WOLA calls on the Honduran government to investigate conspirators behind the murder
Washington, DC—After a year-long probe, an investigative panel known as the International Advisory Group of Experts (Grupo Asesor Internacional de Personas Expertas, GAIPE) concluded that Honduran state agents and senior executives of hydroelectric company Desarrollos Energéticos (DESA) colluded in “the planning, execution and cover-up” of the 2016 assassination of activist Berta Cáceres.
“The GAIPE report corroborates that the investigation into Berta Cáceres’ murder has been plagued by incompetence, setbacks, and a blatant lack of political will,” said Adriana Beltrán, Senior Associate for the Citizen Security Program at the Washington Office on Latin America (WOLA).
The report found that the Honduran Attorney General’s Office committed serious irregularities, including failing to act on evidence that would have allowed authorities to identify those who conspired to kill Cáceres. “It is imperative that Honduras’ judiciary adopt all the necessary measures to guarantee a thorough investigation and sanction those responsible for planning and executing this crime,” says Beltrán.
The GAIPE, which includes specialists in international human rights law, international criminal law, and comparative criminal law, was created in November 2016 at the request of the family of Berta Cáceres and the organization which she founded, the Civic Council of Popular and Indigenous Organizations of Honduras (COPINH). The group’s formation also received support from other national and international human rights organizations, with the aim of carrying out an independent, objective, and impartial analysis of the facts surrounding the attack against Berta Cáceres and her colleague, Mexican activist Gustavo Castro. “The work carried out by the GAIPE clearly demonstrates the importance of international monitoring in this investigation,” said Beltrán.
The outcome of the Cáceres investigation could affect U.S. assistance to Honduras part of which is conditioned on the government making firm progress in protecting human rights, strengthening the rule of law, and combating corruption. “The irregularities and lack of political will to clarify this emblematic case puts the continuation of U.S. assistance in serious jeopardy,” said Beltrán. As stated by Senator Patrick Leahy (D-Vt), the ranking member on the Senate Appropriations Committee, “Any hope that the Honduran Government may have of continued U.S. assistance under the Alliance for Prosperity Plan will hinge, in part, on the outcome of the Cáceres case, acceptance of the legitimate role of civil society and the independent press, and top-to-bottom reform of the judicial system.”

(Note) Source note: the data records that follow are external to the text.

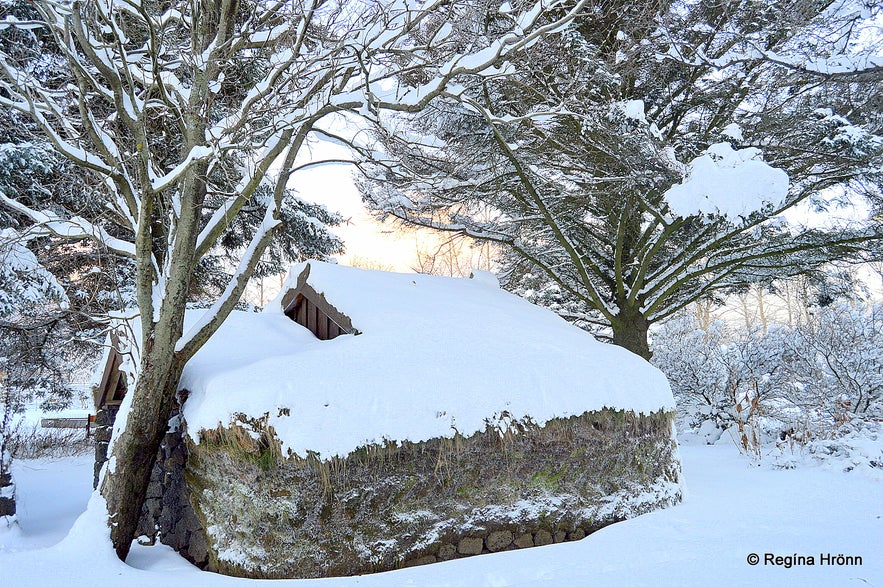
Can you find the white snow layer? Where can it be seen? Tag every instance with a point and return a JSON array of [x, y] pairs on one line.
[[728, 182], [435, 356]]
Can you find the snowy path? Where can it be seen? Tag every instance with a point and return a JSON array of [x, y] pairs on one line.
[[732, 510]]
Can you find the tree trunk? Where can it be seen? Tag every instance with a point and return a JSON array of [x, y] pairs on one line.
[[134, 452], [630, 330]]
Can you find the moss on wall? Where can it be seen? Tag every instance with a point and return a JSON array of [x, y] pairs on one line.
[[269, 514]]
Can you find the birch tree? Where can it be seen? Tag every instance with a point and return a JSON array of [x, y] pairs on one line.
[[643, 158], [158, 113]]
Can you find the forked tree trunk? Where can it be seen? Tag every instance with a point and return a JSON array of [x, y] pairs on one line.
[[134, 452], [630, 331]]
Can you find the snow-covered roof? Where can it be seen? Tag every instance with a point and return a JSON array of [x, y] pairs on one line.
[[434, 355]]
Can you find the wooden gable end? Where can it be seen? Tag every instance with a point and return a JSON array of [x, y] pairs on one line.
[[310, 309], [112, 388], [308, 314]]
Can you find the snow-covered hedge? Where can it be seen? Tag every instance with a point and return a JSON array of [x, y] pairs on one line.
[[804, 382]]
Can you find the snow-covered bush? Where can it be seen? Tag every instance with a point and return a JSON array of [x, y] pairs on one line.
[[803, 383]]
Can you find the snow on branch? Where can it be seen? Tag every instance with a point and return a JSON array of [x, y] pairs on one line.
[[75, 228], [728, 182]]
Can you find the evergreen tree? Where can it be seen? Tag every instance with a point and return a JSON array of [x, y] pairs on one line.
[[637, 160]]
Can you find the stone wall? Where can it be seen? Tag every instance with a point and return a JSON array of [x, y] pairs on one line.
[[402, 504]]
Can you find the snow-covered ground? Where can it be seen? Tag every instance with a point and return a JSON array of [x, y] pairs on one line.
[[733, 510]]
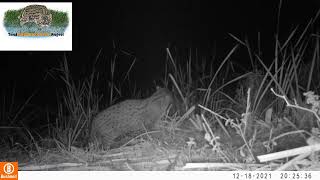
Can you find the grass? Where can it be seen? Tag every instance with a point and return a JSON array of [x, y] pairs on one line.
[[59, 18]]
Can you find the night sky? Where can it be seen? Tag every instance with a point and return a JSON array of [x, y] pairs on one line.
[[145, 29]]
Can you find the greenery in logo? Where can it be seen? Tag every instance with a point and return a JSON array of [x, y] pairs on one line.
[[36, 19]]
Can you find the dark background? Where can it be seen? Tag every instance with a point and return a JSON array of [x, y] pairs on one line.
[[146, 28]]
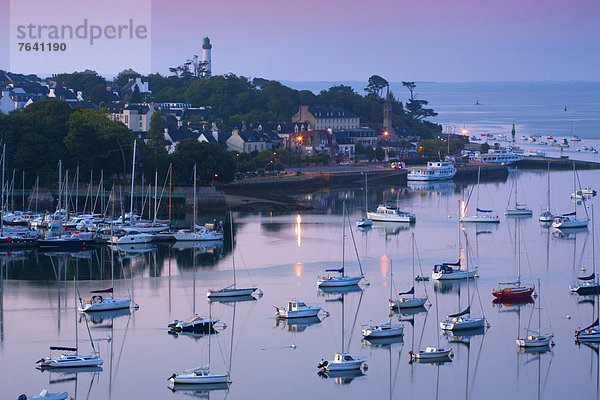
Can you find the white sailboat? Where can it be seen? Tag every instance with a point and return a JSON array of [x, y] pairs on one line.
[[72, 359], [431, 353], [98, 303], [342, 361], [383, 329], [408, 302], [366, 221], [297, 309], [231, 290], [570, 220], [197, 233], [547, 216], [519, 210], [481, 215], [463, 319], [588, 285], [202, 374], [536, 337], [342, 279]]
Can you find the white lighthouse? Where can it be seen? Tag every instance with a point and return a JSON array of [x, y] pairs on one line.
[[206, 47]]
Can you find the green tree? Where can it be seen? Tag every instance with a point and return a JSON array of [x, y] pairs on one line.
[[156, 135], [379, 153], [376, 85], [124, 76], [136, 96]]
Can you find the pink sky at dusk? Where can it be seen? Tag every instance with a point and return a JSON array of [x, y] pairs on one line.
[[437, 40]]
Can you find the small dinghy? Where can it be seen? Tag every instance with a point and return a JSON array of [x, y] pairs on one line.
[[297, 309]]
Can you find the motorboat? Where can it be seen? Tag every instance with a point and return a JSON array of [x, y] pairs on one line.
[[497, 156], [98, 303], [68, 360], [198, 375], [341, 362], [458, 322], [537, 339], [382, 330], [132, 237], [297, 309], [431, 353], [45, 395], [434, 171], [194, 324], [388, 213], [452, 271]]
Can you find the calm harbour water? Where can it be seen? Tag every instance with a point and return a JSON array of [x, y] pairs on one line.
[[283, 258]]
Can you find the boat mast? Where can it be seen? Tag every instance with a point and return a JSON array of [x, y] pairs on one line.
[[412, 236], [343, 236], [548, 194], [2, 207], [59, 198], [366, 194], [232, 246], [132, 182], [194, 198]]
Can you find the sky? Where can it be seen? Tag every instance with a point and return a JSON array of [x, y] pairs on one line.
[[335, 40]]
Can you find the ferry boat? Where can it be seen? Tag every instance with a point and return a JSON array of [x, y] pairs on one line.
[[434, 171], [499, 156], [388, 213]]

Berta Cáceres was murdered in the early morning of March 2, 2016, in her hometown of La Esperanza, Intibucá department, in western Honduras. Armed men broke down the door of the house where she was staying and shot her. The only witness to the attack was Castro, who was also injured.
As the founder and general coordinator of COPINH, Cáceres fought for the protection of human rights and the defense of natural resources and the environment. In April 2015, she was awarded the Goldman Environmental Award, one of the world’s most prestigious prizes for environmental activists.